To be clear, Justice Ginsburg fiercely believed in a woman’s right to abortion. Barnes quotes this from her confirmation hearing:
“It is essential to woman’s equality with man that she be the decisionmaker, that her choice be controlling,” Ginsburg told the Senate Judiciary Committee. “If you impose restraints that impede her choice, you are disadvantaging her because of her sex.”
But, as best an outsider can tell, Ginsburg believed that given the alterations in various states’ abortion laws, the abortion “reform” movement would inevitably carry the day. However, the “sweep and detail of the [Roe] opinion”—gutting the abortion statutes of all 50 states—was a tactical error that “stimulated a right-to-life movement and laws aimed at minimizing Roe’s impact, Ginsburg said,” according to Debra Cassens Weiss. “Before the opinion, the trend was toward liberalization of abortion statutes.”

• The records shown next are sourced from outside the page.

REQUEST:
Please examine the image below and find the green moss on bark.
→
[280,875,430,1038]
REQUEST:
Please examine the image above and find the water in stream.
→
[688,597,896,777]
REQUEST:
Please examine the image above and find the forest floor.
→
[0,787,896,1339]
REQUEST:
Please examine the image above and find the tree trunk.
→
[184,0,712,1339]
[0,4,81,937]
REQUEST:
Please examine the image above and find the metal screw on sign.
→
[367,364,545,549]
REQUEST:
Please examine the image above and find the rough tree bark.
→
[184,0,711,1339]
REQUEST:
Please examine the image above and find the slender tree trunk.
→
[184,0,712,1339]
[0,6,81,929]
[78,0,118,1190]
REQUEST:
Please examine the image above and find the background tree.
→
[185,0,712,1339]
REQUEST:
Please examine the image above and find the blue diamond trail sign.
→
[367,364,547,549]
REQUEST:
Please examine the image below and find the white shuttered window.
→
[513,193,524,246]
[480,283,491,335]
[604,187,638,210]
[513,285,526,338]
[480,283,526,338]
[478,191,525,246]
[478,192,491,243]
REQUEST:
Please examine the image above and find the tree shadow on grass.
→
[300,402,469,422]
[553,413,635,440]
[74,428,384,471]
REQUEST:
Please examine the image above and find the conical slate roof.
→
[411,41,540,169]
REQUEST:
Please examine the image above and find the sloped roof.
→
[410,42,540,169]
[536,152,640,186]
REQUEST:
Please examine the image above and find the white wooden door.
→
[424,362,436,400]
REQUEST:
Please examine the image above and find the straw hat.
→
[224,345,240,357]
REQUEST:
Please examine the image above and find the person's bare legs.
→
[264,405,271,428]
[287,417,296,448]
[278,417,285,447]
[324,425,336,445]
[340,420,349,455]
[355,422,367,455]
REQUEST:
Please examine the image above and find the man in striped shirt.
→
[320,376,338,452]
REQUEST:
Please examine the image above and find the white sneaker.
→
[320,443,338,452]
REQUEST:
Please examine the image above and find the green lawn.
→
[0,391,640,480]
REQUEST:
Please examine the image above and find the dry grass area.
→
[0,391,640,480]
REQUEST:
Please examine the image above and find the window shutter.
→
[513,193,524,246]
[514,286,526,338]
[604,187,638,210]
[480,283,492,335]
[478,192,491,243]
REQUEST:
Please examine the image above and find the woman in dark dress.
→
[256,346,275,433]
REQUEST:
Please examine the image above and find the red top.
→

“Ginsburg disagreed with the Roe majority’s foundational finding that the right to abortion was based on the privacy of a woman’s decisionmaking with her doctor,” Barnes wrote. She maintained the opinion should have cited equal protection principles.
Additionally, she felt the court went too far in 1973 in setting standards for the entire country, rather than simply striking down a Texas law she said “intolerably shackled a woman’s autonomy.”
She blamed the court’s “breathtaking” decision for short-circuiting the debate about abortion rights, which she believed would have evolved into protection for abortion rights by the political branches.
Ginsburg’s opposition, in other words, was not to the outcome but to the constitutional grounds on which Roe v. Wade was based and the fierce pro-life opposition it stirred up.
Barnes keenly cites several briefs that harken back to Ginsburg’s criticism of Roe v. Wade. One was “240 women scholars and professionals, and prolife feminist organizations” which we reviewed elsewhere today.
Another was the fine brief submitted by the Mississippi Attorney General Lynn Fitch (R) which we wrote about several times, including here. In her introduction Fitch writes “Far from bringing peace to the controversy over abortion, Roe and Casey have made matters worse.” Fitch cited Ginsburg’s 1985 law review article as proof positive.
Likewise, in its amicus brief, The Becket Fund for Religious Liberty wrote “Roe and Casey function as a mechanism for generating conflicts across many areas of religious life” and “thus proves the truth of Justice Ginsburg’s observation that ‘[h]eavy-handed judicial intervention [in Roe] was difficult to justify and appears to have provoked, not resolved, conflict.’”
There are so many quotes from Ginsburg that all point to the same conclusion: Roe was based on dubious constitutional grounds and “ventured too far in the change it ordered and presented an incomplete justification for its action.” For example
Doctrinal limbs too swiftly shaped, experience teaches, may prove unstable. The most prominent example in recent decades is Roe v. Wade.
We’ll continue analyzing these amicus briefs and will be sure to note Justice Ginsburg’s strong criticisms of Roe v. Wade along the way.